Para compor suas personagens e as tramas por elas vividas, Idelfonso se dedicou por anos a uma apurada pesquisa histórica em documentos do acervo do Ateneu Barcelonês, um importante centro cultural de Barcelona que já foi tema de uma de nossas postagens [link]. O resultado foi uma narrativa de dimensões épicas que a cada capítulo reserva ao leitor uma nova surpresa, alguma nova complicação e outros panoramas da época e da vida de seus contemporâneos.

Mas mais do que um panorama da idade média ou da vida na Barcelona medieval, A Catedral do Mar abriga um séquito de personagens surpreendentes e pulsantes. Pessoas simples do povo, da elite soberba, do alto e do baixo clero, meretrizes, escravos e judeus. Mas de todos os que figuram o elenco da narrativa, o personagem mais cativante é o próprio Arnau.

Ainda criança Arnau já demonstrava sua simplicidade, a retidão de seu caráter e um coração sincero e determinado. É comovente a coragem e a determinação do garoto quando ainda adolescente passa a trabalhar como bastaix do porto, carregando nas costas os pesados fardos que eram descarregados das embarcações ou para elas encaminhados, além das enormes pedras que serviriam à construção da Catedral e que eram carregadas por todos os bastaixos. É como bastaix que Arnau vive alguns de seus anos mais duros, porém felizes.
Gravura de bastaix gravado nas portas da Catedral de Santa Maria do Mar, Barcelona. Foto: Tom B.

O trabalho de um bastaix era difícil e fatigante, mas eram todos eles trabalhadores unidos que aceitavam de bom grado as dores de seu trabalho e orgulhavam-se da catedral que ajudavam a construir. Arnau, que tinha pelos bastaix uma grande admiração e amava a Virgem del Mar como sua própria mãe, foi recebido pelos bastaixos como um irmão, e ao lado deles conseguia sustento para si e para o irmão adotivo, Joan, quando o pai lhes falta. Mas a vida lhe reservaria muitas reviravoltas e novos desafios que o levariam a uma posição muito diferente da qual poderia um dia imaginar.
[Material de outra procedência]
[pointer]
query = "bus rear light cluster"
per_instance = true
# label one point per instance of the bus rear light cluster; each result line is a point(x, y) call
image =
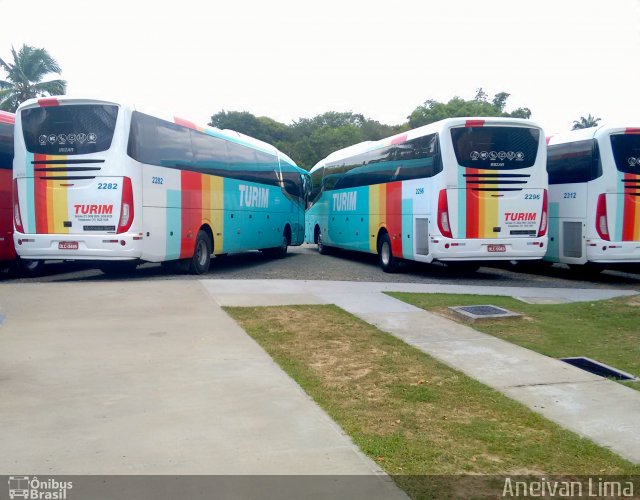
point(601, 218)
point(126, 206)
point(17, 218)
point(443, 214)
point(544, 219)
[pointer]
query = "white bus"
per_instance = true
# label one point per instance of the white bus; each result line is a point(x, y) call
point(96, 180)
point(594, 197)
point(462, 191)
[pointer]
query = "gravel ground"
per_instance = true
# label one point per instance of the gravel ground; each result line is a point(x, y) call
point(305, 263)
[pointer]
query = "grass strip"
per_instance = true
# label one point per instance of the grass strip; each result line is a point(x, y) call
point(410, 413)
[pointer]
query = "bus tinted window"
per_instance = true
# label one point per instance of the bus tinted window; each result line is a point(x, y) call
point(6, 146)
point(495, 148)
point(573, 162)
point(70, 130)
point(626, 152)
point(418, 158)
point(158, 142)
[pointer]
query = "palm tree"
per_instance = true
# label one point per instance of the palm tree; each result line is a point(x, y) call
point(587, 122)
point(25, 75)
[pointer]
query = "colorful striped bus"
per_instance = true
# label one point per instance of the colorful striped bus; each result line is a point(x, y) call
point(594, 197)
point(461, 191)
point(97, 180)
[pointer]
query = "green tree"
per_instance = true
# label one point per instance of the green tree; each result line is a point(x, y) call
point(588, 122)
point(433, 111)
point(25, 77)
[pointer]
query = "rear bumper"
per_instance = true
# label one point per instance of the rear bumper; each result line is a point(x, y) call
point(446, 249)
point(90, 247)
point(611, 252)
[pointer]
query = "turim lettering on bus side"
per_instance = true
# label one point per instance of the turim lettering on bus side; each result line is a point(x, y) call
point(344, 201)
point(252, 196)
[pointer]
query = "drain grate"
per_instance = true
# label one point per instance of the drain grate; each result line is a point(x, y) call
point(483, 312)
point(597, 368)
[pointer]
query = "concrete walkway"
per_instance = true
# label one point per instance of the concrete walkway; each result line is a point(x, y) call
point(604, 411)
point(153, 378)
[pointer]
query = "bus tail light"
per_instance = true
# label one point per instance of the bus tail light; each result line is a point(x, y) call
point(443, 215)
point(126, 206)
point(17, 218)
point(544, 219)
point(601, 218)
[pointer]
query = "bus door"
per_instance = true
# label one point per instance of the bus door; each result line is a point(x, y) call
point(68, 183)
point(499, 194)
point(623, 207)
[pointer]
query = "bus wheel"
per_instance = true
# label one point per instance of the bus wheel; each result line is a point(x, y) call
point(118, 267)
point(30, 267)
point(322, 248)
point(201, 259)
point(388, 262)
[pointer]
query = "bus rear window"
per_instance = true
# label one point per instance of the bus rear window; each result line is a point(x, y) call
point(495, 148)
point(626, 152)
point(73, 129)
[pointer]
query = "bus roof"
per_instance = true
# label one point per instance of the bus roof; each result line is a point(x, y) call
point(228, 134)
point(584, 134)
point(6, 117)
point(436, 127)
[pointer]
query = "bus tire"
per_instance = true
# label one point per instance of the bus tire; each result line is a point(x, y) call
point(29, 267)
point(388, 262)
point(118, 267)
point(199, 263)
point(322, 248)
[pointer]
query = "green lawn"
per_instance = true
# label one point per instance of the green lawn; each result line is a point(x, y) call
point(607, 331)
point(410, 413)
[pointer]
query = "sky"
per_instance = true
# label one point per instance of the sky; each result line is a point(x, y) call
point(290, 59)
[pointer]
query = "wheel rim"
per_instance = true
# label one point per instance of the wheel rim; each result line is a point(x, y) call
point(385, 253)
point(201, 253)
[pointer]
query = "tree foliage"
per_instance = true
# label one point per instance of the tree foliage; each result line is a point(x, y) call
point(25, 77)
point(433, 111)
point(308, 140)
point(588, 122)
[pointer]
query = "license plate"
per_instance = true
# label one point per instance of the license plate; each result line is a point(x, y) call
point(497, 248)
point(68, 245)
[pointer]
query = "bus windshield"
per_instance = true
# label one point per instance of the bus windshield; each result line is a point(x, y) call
point(626, 152)
point(495, 148)
point(70, 129)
Mas ao contrário de muitos, nem a dureza da vida, nem as injustiças que sofrera e nem aquelas que ainda sofreria, não tornaram Arnau um homem amargo ou frio. Ao contrário, sua personalidade não se dilui, nem sua inclinação à humildade e a justiça. Um personagem admirável sem deixar de ser, no entanto, um humano que erra, que tem suas fraquezas e seus momentos de covardia e hesitação.

Ainda mais surpreendente é como, ao longo de sua vida, Arnau vai se envolvendo nas situações mais complicadas, sobrevivendo à morte do pai, à guerra e à peste até encontrar seu desfecho. Por isso ele me fez lembrar de outro personagem muito famoso da literatura clássica universal: Jean Valjean, o protagonista de Os Miseráveis, livro do francês Victor Hugo. Como Arnau, Jean passa por diversos desafios em sua vida enfrentando a ambição e a injustiça daqueles que se interpõem em seu caminho. Os Miseráveis é também um livro centrado na história de vida de seu personagem principal e ao mesmo tempo é o retrato de uma época. Um livro também fantástico e épico.

Após 10 anos da publicação de A Catedral do Mar na Espanha, em agosto deste ano Idelfonso lançou, pela editora espanhola Grijalbo, o livro Los herederos de la tierra, que dá prosseguimento aos acontecimentos narrados na Barcelona Medieval de Arnau Estanyol. O livro ainda não tem previsão de publicação no Brasil.

Em conclusão, para os que não gostam de história talvez as descrições históricas da narrativa pareçam cansativas, mas para mim que amo história, que sou fascinado pela Idade Média e que tenho um amor platônico por Barcelona, este livro terá para sempre um lugar de honra na estante, junto com A Sombra do Vento e Os Miseráveis.


A edição lida é da Editora Rocco, do ano de 2007 e possui 589 páginas.